En particular, el 20% de la población más pobre ha experimentado un incremento en su ingreso familiar disponible, que ha ascendido de G. 1.809.000 a G. 2.296.000, lo que implica un notable aumento del 27%. Este crecimiento, que supera el promedio nacional, podría señalar signos positivos en la situación económica de los sectores más vulnerables de la sociedad.
Sin embargo, es necesario considerar el contexto de la pobreza, que solo ha disminuido en 3,6 puntos porcentuales durante el mismo periodo. Esto indica que el aumento en los ingresos no ha sido suficiente para generar un impacto más amplio en la reducción de la pobreza, lo que requiere un análisis más exhaustivo de su composición y sostenibilidad.

El análisis detallado sugiere que el aumento en este sector puede estar vinculado a un crecimiento en los ingresos laborales, que pasaron de G. 1.560.000 a G. 1.955.000, con un incremento del 25%. No obstante, el ajuste del salario mínimo de solo un 4% en promedio durante 2024-2025 orienta a que estas dinámicas pueden estar influenciadas por el empleo informal y cambios en la intensidad laboral, aspectos que requieren más investigación.
Dentro de los ingresos familiares, es relevante observar el impacto de los programas sociales. Aunque los beneficios relacionados con alimentación han mostrado una reducción en comparación con 2024, los montos reflejan una alineación más coherente con los costos reales de dichos programas. Sin embargo, esto podría afectar la precisión de las mediciones sobre pobreza monetaria, dado que estos beneficios en especie se incorporan al ingreso total.

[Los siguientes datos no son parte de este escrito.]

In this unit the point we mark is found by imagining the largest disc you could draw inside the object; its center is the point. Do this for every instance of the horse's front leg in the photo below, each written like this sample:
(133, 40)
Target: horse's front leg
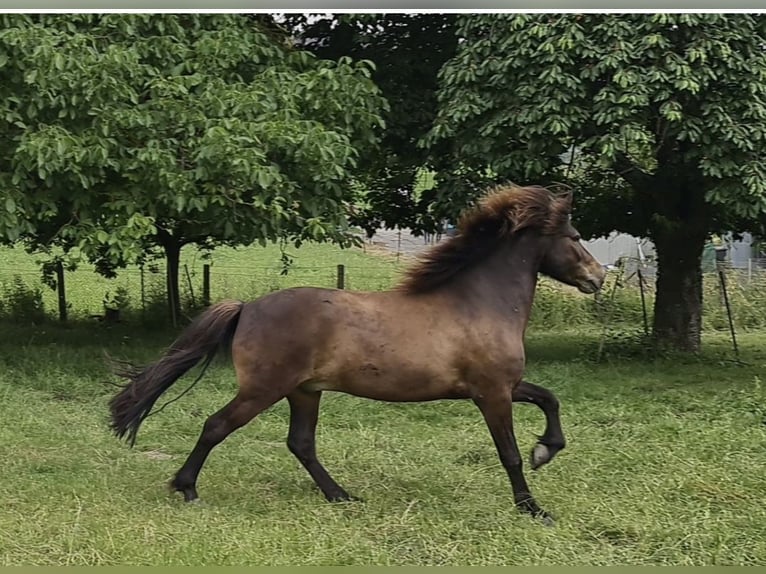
(496, 407)
(552, 440)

Al evaluar la estructura de los ingresos en el quintil más bajo, se destaca que la principal fuente de apoyo no proviene de remesas internacionales, sino de transferencias familiares internas, que alcanzan G. 645.000 en 2025. Esta cifra es superior a los G. 364.000 provenientes del extranjero, sugiriendo diferencias significativas en la dependencia de los recursos familiares. Mientras tanto, las remesas del exterior, que han crecido, sugieren la complejidad de los factores que determinan los ingresos de los hogares y la heterogeneidad de los mismos.

En conclusión, a pesar del aumento en los ingresos, especialmente en los sectores de menores recursos, es crucial realizar un análisis que abarque no solo los niveles de ingreso, sino también su composición y sostenibilidad. Esto permitirá entender mejor los avances económicos y las áreas que aún requieren mejoras significativas en la medición de la realidad socioeconómica del país.